The first two men walked out of the door first, leaving the guards to drag the third out behind them. He still shouted loudly, and a constant slew of profanity issued from his lips. As they did this, an official was reading the formal charges brought against them, declaring to all the reasons they must die. The firing squad had already assembled, and stood at attention, their rifles poised at their sides, their hands resting on their stocks.
“...for the crimes of dereliction of duty and cowardice in the face of the enemy you are hereby sentenced to die, this day the twenty eighth of January...”
I heard this and nothing more from the official, for the screams had grown too loud for anything else to be heard over them. God himself must have heard them in heaven. Surely, everyone in the monastery was paying attention to him. I stood, rapt, absolutely rapt at the drama unfolding before me.
The three men were tied to posts before the line of soldiers, the last with the greatest difficulty. But, they managed it. He continued to thrash against his bonds and shout, though, now, his voice was growing hoarse.
The official had finished his speech and was now standing at attention before the soldiers, waiting patiently for the prisoners to be restrained. When it was clear that they were, he saluted them, and stepped to the side. He raised his arm and declared in a strong, clear voice, which rang out across the distance between himself and the condemned men:
“Would you speak a final word?”
Without having been given this leave, the wild man had been shouting at him this entire time, peppering him with an endless string of insults. The other two looked at each other, and shared a moment of recognition.
“Only this: do what you must. We are ready,” the tall man said, calmly.
Nodding, the official turned to his men,
“At arms!” he shouted, and the men raised their weapons.
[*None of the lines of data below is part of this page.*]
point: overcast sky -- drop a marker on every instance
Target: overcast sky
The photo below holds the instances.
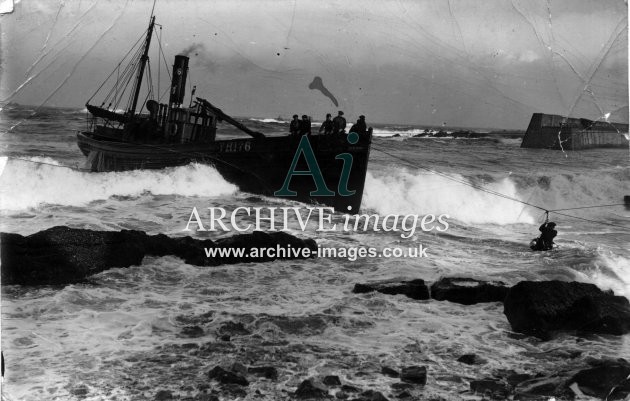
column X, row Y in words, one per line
column 464, row 63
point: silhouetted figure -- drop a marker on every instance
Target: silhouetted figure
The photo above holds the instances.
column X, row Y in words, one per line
column 359, row 127
column 305, row 125
column 294, row 127
column 545, row 241
column 327, row 126
column 339, row 123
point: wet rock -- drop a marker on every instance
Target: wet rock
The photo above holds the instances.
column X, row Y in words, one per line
column 540, row 307
column 226, row 377
column 349, row 389
column 311, row 388
column 80, row 391
column 621, row 392
column 163, row 395
column 63, row 255
column 547, row 387
column 268, row 372
column 493, row 388
column 471, row 359
column 332, row 380
column 468, row 291
column 371, row 395
column 600, row 380
column 401, row 386
column 192, row 331
column 414, row 374
column 414, row 289
column 233, row 329
column 206, row 397
column 239, row 368
column 387, row 371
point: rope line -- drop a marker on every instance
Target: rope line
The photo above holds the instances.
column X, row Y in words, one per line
column 475, row 186
column 480, row 188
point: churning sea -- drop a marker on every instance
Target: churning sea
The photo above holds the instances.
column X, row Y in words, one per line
column 124, row 336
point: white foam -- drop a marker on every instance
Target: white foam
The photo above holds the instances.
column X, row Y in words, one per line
column 26, row 185
column 612, row 273
column 404, row 192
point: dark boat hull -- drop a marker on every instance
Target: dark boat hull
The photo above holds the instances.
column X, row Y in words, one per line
column 255, row 165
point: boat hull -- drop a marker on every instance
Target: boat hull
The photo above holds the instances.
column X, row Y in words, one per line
column 256, row 165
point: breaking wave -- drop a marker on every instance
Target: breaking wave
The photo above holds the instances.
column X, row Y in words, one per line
column 403, row 191
column 269, row 120
column 28, row 184
column 408, row 192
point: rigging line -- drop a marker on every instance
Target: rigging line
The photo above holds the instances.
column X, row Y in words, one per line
column 500, row 194
column 594, row 221
column 117, row 66
column 127, row 74
column 587, row 207
column 463, row 182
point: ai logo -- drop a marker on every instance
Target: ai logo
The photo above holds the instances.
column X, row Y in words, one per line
column 305, row 149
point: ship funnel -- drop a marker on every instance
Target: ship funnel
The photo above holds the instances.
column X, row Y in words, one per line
column 178, row 86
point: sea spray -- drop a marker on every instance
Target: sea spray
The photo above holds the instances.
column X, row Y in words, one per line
column 25, row 184
column 404, row 192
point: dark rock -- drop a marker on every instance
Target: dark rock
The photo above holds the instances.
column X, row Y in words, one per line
column 540, row 307
column 311, row 388
column 332, row 380
column 234, row 329
column 387, row 371
column 599, row 381
column 371, row 395
column 493, row 388
column 63, row 255
column 349, row 389
column 468, row 291
column 414, row 289
column 192, row 331
column 414, row 374
column 553, row 386
column 163, row 395
column 401, row 386
column 471, row 359
column 239, row 368
column 226, row 377
column 80, row 391
column 514, row 379
column 268, row 372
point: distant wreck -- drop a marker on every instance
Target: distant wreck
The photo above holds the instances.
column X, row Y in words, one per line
column 548, row 131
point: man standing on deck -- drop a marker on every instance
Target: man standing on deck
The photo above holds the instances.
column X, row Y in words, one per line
column 327, row 126
column 339, row 123
column 294, row 127
column 360, row 127
column 305, row 125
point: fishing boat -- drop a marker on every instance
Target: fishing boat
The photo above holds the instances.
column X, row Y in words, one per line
column 323, row 169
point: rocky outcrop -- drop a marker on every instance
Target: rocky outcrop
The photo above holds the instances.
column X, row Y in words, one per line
column 414, row 289
column 539, row 308
column 63, row 255
column 603, row 379
column 468, row 291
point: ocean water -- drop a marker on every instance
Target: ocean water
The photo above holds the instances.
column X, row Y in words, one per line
column 125, row 335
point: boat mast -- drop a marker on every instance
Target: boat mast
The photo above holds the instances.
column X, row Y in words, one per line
column 143, row 62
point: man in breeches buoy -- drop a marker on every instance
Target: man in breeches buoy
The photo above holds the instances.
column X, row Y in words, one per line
column 545, row 241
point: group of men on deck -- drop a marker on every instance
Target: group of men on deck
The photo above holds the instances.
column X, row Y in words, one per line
column 336, row 125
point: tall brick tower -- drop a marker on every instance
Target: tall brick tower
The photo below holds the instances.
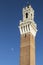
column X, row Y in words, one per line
column 28, row 29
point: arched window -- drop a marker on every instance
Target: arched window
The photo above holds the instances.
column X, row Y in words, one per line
column 26, row 15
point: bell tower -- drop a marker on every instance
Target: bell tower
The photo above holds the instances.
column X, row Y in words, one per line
column 28, row 30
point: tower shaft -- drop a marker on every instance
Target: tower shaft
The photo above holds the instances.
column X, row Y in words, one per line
column 27, row 50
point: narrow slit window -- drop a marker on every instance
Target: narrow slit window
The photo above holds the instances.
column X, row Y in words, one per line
column 26, row 15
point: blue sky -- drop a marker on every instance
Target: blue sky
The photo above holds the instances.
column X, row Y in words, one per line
column 10, row 14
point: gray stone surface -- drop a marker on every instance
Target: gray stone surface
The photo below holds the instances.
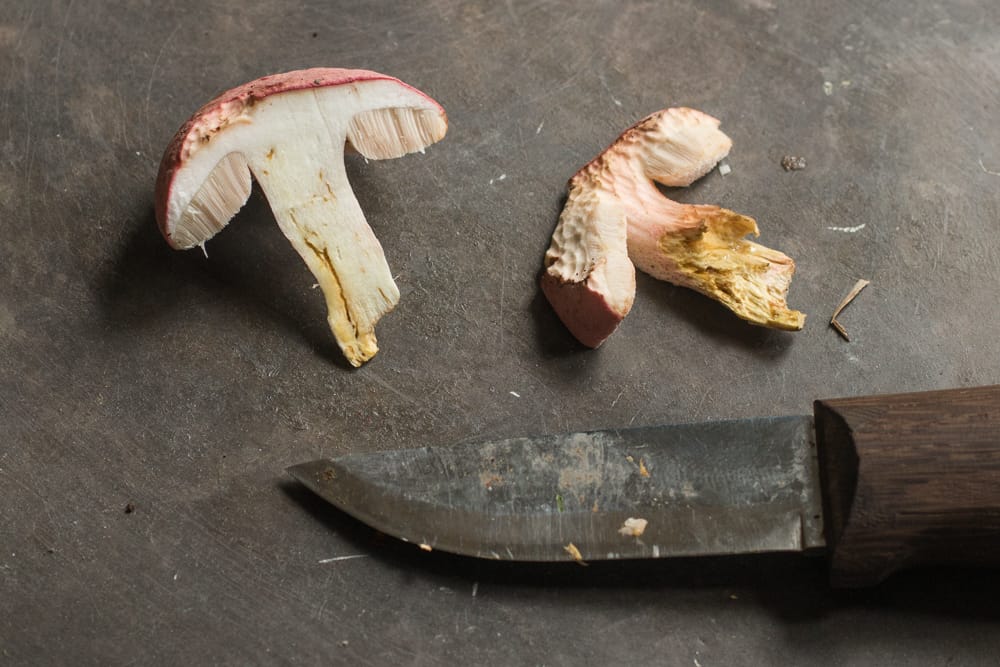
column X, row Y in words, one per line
column 131, row 373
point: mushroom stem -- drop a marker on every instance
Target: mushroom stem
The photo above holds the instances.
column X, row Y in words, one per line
column 317, row 211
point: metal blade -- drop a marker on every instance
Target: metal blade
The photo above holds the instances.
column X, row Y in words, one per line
column 723, row 487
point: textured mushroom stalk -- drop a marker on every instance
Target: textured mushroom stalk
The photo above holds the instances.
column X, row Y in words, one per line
column 615, row 216
column 290, row 131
“Aim!” and they pointed them forward.
“Fire!” he proclaimed, and the crack of gunfire rent the air, and, a moment later, painted the ground red. The three men slumped against their posts, the light gone from their eyes.
And, upon seeing this, the soldiers set their weapons down once more and filed back into the monastery. The procedure was over, their duty had been done.
I stood for a moment, staring at the dead men pensively. Strangely, I was not frightened or horrified by this sight, merely intensely engrossed. After a minute or so, I turned on my heel and walked back to my room. I sat back onto the bench and looked up at the medic with whom I had been talking earlier.
“It’s a terrible shame,” he said to me, shaking his head sadly.
“What is?” I asked.
“That man who disgraced himself like that. That’s how people are going to remember him now -- as a coward who died as he lived -- in disgrace. Why would he let them do that to him? Take away his dignity, I mean. They can take his life, but only he can take his dignity.”
I shook my head, “That was not cowardice,” I replied.
“I think it might have been the bravest thing I’ve ever seen.”
I stood and walked back into my room, closing the door firmly to indicate that I was not going to be coming out any time soon. Sitting on my bed was a picture which had previously been framed on my wall. It was of my parents and I had cherished it dearly during my time in the trenches. Something about my current circumstances had made me come back to it, however, and I had been spending much time staring at it of late.
I picked it up and returned it to its frame on the wall, neatly positioning it over my bed so that I could see it from a supine position. I layed down then, and stared at it, contemplating what I had just seen. What I had said I had meant. It really was one of the bravest things I had ever seen.